When given a slice of cake, some people view the frosting as the main attraction and the cake as only a convenient serving tool. Others (I have even seen kids do this) scrape the frosting off completely and just eat the cake.
When my son was in preschool, he was in the no frosting category. He would go to his friends’ birthday parties and either decline the cake altogether or ask me to scrape the frosting off for him. His best friend in preschool was his perfect cake match. She would eat only frosting and leave the cake. At her birthday party, her brilliant mom, aware of the culinary preferences of the small guests, offered each child a choice of plain cake, a bowl with just a scoop of icing, or for the adventurous, a slice of frosted cake.
My own preferences lean toward plain or lightly frosted cake. I am not a frosting snob (at least I don’t think I am), but I am not usually a big fan of supermarket bakery frosting or frosting in a can. When I am going to indulge in frosting, I prefer homemade buttercream. Not often and not a lot, but buttercream is my frosting of choice.

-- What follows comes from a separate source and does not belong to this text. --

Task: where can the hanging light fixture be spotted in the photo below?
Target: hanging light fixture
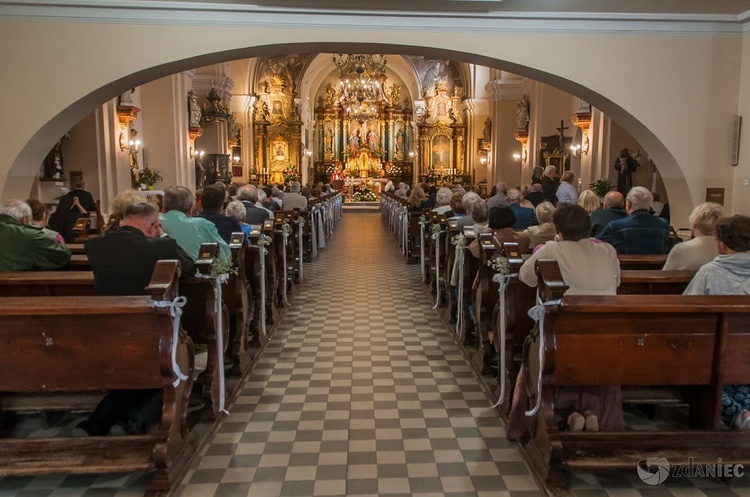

Frosting, or the lack of it, is a major issue in care package goodies. Royal icing on cookies travels well, but fluffy or gooey frosting is a mess. I have seen frosted cupcakes from bakeries, ensconced in special scaffolding and custom made packaging that have made it through the mail intact. I have mailed homemade ganache covered cupcakes (a short distance and in the dead of winter) successfully. Frosted cakes, however, tend to arrive as trifle, a big pile of mushed cake chunks and frosting.
Consequently, I am willing to concede that there may occasionally be a good reason to use canned frosting. When you are baking for a frosting lover’s care package, especially in the summer or for distant destinations, including a can of frosting in the box could elicit a gleeful, enthusiastic response.
These Chocolate Cookie Frosting Dippers are for those who would like to eat frosting with a spoon but are concerned that it might not be socially acceptable. Use a dipping cookie to scoop up some frosting and you are safe from Miss Manners censure. These cookies are firm enough for dipping. They can be made crunchier with longer baking and may become crunchier with longer storage times. These are a mildly sweet cookie in order to let the sweet frosting take center stage.
For care package mailing, include a can of whipped (its softer and easier to scoop) frosting. The commercial packaging and preservatives will keep it safe from spoiling. For enjoying these cookies at home, there are limitless dip possibilities. Try frosting, whipped cream, melted chocolate, pudding, or fruity yogurt. The cookie dippers in the photos were made with desert safe vegetable shortening. The original recipe called for butter, so that is an option as well. These cookies will stay fresh for at least 2 weeks stored in an airtight container at room temperature.
Note: I photographed these cookies on a very humid day. After the cookies had been in the humidity for awhile, they began to break when dipped in the frosting. At that point the frosting worked best when spread onto the cookie with a knife. Thinning the frosting by heating in the microwave would also work. These are meant to be “eat as you frost” cookies rather than “frost a pile of them and display them on a plate” cookies.
Adapted from The Decorated Cookie
Makes about 28 cookies
2 cups all-purpose flour
½ cup baking cocoa
½ teaspoon baking soda
¼ teaspoon salt
1 cup vegetable shortening *** or unsalted butter, room temperature
1 cup granulated sugar
1 large egg
1 teaspoon vanilla extract or paste***
***Desert Safe Adaptations: Use vegetable shortening and vanilla paste.
- In a medium bowl, whisk together the flour, cocoa, baking soda, and salt.
- In the bowl of an electric mixer, cream together the shortening/butter and sugar.
- Add the egg and vanilla and continue mixing (3-5 minutes) until light and fluffy.
- Gradually add the flour mixture until combined.
- Form the dough into a disc, cover in plastic wrap, and refrigerate until firm, about 2 hours.
When ready to bake:
- Pre-heat the oven to 350 degrees F. Line a baking sheet with parchment paper.
- Remove a small chunk of dough (about 25 grams) and knead in your hand until smooth.
- Roll into a ball (about 1” diameter). Then, on the counter, roll the ball into a log about 4”-5” long. It will look like a long Tootsie Roll. If the dough becomes hard to work with, re-chill.
- Place the logs on the prepared baking sheet 1-2 inches apart. These cookies spread only minimally.
- Bake for 8-10 minutes. Remove from oven and allow to cool completely on the baking sheet. (Hint: If the top surface of any cookie appears cracked, carefully and gently press the cracks closed immediately after removing from the oven. The cracks will magically seal, leaving a smooth surface.)
- Cookies will remain fresh 2 weeks or longer when stored at room temperature in an air tight container or zip lock bag.
Packing tips: Double wrap pairs of cookies (with bottoms together) in plastic wrap, then place in an airtight container or zip lock bag. Pack firmly so that there is no movement of the cookies within the container. Include a can of frosting, a container of sprinkles, and a plastic knife.